(2024.1.21、本郷新記念札幌彫刻美術館)
1月21日に訪問した、
本郷新記念札幌彫刻美術館。
こじんまりとしていますが、
展示の内容が充実していると感じました。
それは、
展示されている彫刻の数が多い、
ということではありません。
展示を通して、
訪問者に伝えようとするものに、
内容量があるということです。
1月19日から5月26日まで、
コレクション展 かく語りき本郷新「彫刻は詩の塊だ!」、
が開催されています。
ポスターに書かれていた次の文章が、
コレクション展の狙いだと思います。
「本郷新は
青少年にむけた理論書
『彫刻の美』を著すなど、
わかりやすく芸術を語ることに
長けていました。
本郷の「言葉」を
鑑賞のお供にして、
作品を味わってみませんか。
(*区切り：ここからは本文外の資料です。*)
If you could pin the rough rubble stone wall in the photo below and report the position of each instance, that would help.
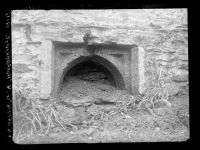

」
これが、
コレクション展のタイトル、
かく語りき本郷新、
に反映されていると思います。
公園に行くと彫刻があり、
それが人物であれば、
ポーズや体の動き、
顏の表情などを見て、
私は何らかの感興を覚えます。
感興は、
視覚を通して得た、
刺激によるものです。
これは、
彫刻の正統な鑑賞の仕方で、
それで良いのです。
しかし、
鑑賞にはまた、
別の局面があることを、
このコレクション展は教えてくれます。
作品に込められた、
制作者の意図を、
制作者自身の言葉で理解する、
ということです。
制作者がなにを思い、
どのような考えで、
このポーズや体の動き、
顏の表情にしたのか。
彫刻の完成形を全くイメージせず、
ただ何となく手を動かしていたら、
こんなのが出来上がりました、
ということはないでしょう。
(いえ、
もしかすると、
あえてそのように制作する方法も、
あるのかも知れません。
その場合は、
無意識が人間の本質で、
脱思考の状態で制作した作品こそが、
人間の真実を体現している、
ということになりそうです。)
彫刻を制作している間は、
その振れ幅はあるにしても、
ある程度、
完成形をイメージしているでしょう。
その完成形には、
制作者の思いや考えが、
反映されているはずです。
鑑賞の新しい局面とは、
この、
制作者の思いや考えを、
汲み取ろうということです。
制作者が全て、
饒舌な訳ではありません、
寡黙な制作者もいるでしょう。
決して、
寡黙が悪い訳ではありません。
ただ、
そうである場合、
事実として、
制作者の意図を汲み取るのが難しいです。
しかし、
コレクション展のポスターにあるように、
本郷新は、
わかりやすく芸術を語ることに長けていました。
これは、
彫刻を鑑賞する者にとって、
幸運なことではないでしょうか。
本郷新は、
著書『彫刻の美』をはじめ、
数多くの芸術論、作品論、自伝などを、
記しています。
これらに遺された、
本郷新の言葉によって、
鑑賞者は、
彫刻に体現されている、
彼自身の思いや考えを、
知ることができます。
これが、
視覚のみによる鑑賞とは、
また異なる鑑賞の仕方です。
鑑賞の、
新しい局面です。
コレクション展 かく語りき本郷新「彫刻は詩の塊だ!」、
では、
彫刻とともに、
その近傍に、
本郷新の言葉が掲げられていました。
少し長いですが、
あぁ、言われたらそのとおりだな、
と思った言葉を引用して、
記事を終えます。
「作品には、
かならず作者の意図がある。
作者が感動したものを、
または意図したものを、
彫刻では量感、リズム感、動勢、比例、つりあいなどの要素を
おのずからおりこんで構成している。
それは抽象的な彫刻であっても、
具象的な彫刻であってもかわりはない。
たとえば、
裸体彫刻のばあい、
作者が女性の個性的な特質だけをつかみとろうとしているのか、
かがやく海のようにおおらかな肉体の美に感動したのか、
おうとつのはげしい陰影のおもしろさを追求したのか、
裸体をかりて空間構成や律動感を表現しているのかなど、
作品を通じて作者の意図を考えると、
いっそう興味ぶかい鑑賞ができる。